Wednesday, August 4, 2010

Scan complete, plan disclosed

Today I had an MRI and CT scan done. I started taking medicine to help me with the allergic reaction to the CT contrast last night. We got up early this morning and headed to Salt Lake. Had the scans, and then had to wait around until after lunch for our doctor appointment. Dr. Grossman was out today, so we met with Carolyn. We had some idle chit chat and told how our trip was and how things had been going for us since the last time we met. She told us that there was some growth in the tumors but what to do about it would have to wait until Dr. Grossman called. And just like magic, he called while we were talking. So, ..... The tension builds.........Are you tired of my senseless banter.......?..........ok, he said that while the tumors fit in the statistical area of no growth, compared to our last scan, it showed noticeable growth when compared to our original scans. So, can you say..."Vegas Baby!!!!" (Sorry Aunt Lillian). Dr. Grossman is more comfortable with us going to Las Vegas, because he knows the Doctor there and how he does business, so to speak. Nothing bad on Twin Falls, its just that he would feel more comfortable if we went to Vegas. We are now waiting for Dr. Samlowski's office to give us a call. So, the IL2 didn't work like we wanted it too, but we have another option left still. So we persevere and press on. When I say we, I mean my family and all of you who have shown and shared so much care and faith with us. This battle will continue, and we hope that you will continue to keep us in your prayers, and for that I thank you. Have a lovely day, and Merry Christmas.
Love, Andy.

Tuesday, August 3, 2010

Well, we are home and the trip seems like a dream that we have woken up from. We had the best time, but a week and a half is a long vacation. Andy and I didn't realize how much we needed to get away until we were there and all seem to slow down and relax. I hope you all have had time to look at the pictures we posted through the link. We had so much fun there is not enough time or words to express what we did, saw, and felt. I do have to say that the jet lag is a pain. We have all been working through being tired and soar bodies.
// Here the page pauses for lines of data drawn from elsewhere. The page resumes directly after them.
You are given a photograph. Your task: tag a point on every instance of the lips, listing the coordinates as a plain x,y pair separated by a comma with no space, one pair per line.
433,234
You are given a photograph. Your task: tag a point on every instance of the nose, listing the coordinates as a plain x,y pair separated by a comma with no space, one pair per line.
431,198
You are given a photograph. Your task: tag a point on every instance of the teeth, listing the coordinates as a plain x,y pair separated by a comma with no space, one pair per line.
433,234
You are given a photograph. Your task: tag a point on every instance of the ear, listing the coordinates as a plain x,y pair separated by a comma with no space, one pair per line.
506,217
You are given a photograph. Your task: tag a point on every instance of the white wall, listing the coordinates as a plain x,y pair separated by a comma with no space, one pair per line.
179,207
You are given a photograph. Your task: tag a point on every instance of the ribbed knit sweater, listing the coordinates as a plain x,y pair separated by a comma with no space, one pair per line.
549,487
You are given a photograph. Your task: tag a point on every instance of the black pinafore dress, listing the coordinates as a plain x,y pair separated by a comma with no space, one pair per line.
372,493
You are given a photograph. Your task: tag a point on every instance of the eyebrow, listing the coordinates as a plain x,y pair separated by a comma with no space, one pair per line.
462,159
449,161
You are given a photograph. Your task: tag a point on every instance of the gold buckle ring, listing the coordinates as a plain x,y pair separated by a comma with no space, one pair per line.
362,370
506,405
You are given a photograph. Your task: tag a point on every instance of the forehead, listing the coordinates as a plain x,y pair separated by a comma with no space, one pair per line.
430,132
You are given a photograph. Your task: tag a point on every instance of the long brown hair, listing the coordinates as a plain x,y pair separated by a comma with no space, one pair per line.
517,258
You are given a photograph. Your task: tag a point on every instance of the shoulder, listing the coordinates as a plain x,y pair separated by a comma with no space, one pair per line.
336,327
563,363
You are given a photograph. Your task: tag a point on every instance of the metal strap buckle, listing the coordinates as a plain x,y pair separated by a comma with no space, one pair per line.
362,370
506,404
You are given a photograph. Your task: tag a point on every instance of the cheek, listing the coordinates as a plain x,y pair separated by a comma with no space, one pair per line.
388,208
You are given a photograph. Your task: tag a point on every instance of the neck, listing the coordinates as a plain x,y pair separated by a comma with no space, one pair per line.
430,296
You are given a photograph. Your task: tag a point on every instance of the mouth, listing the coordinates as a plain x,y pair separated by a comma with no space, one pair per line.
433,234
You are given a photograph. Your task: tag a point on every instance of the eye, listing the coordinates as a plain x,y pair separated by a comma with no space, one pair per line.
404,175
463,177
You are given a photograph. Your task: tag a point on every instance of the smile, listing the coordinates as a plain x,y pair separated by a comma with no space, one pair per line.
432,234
Andy did better than anyone could have guessed. He kept up and was as annoying as always. I advise anyone going to Florida to visit Walt Disney World should stay at Fort Wilderness. It was wonderful to go to the parks and all the sights then go to the cabin away from people and just relax. Each of the parks in WDW had so much amazing things to see, eat, and do. It was like a sensory overload. Although we all had a blast, we all were thrilled to be HOME. As always we love you all.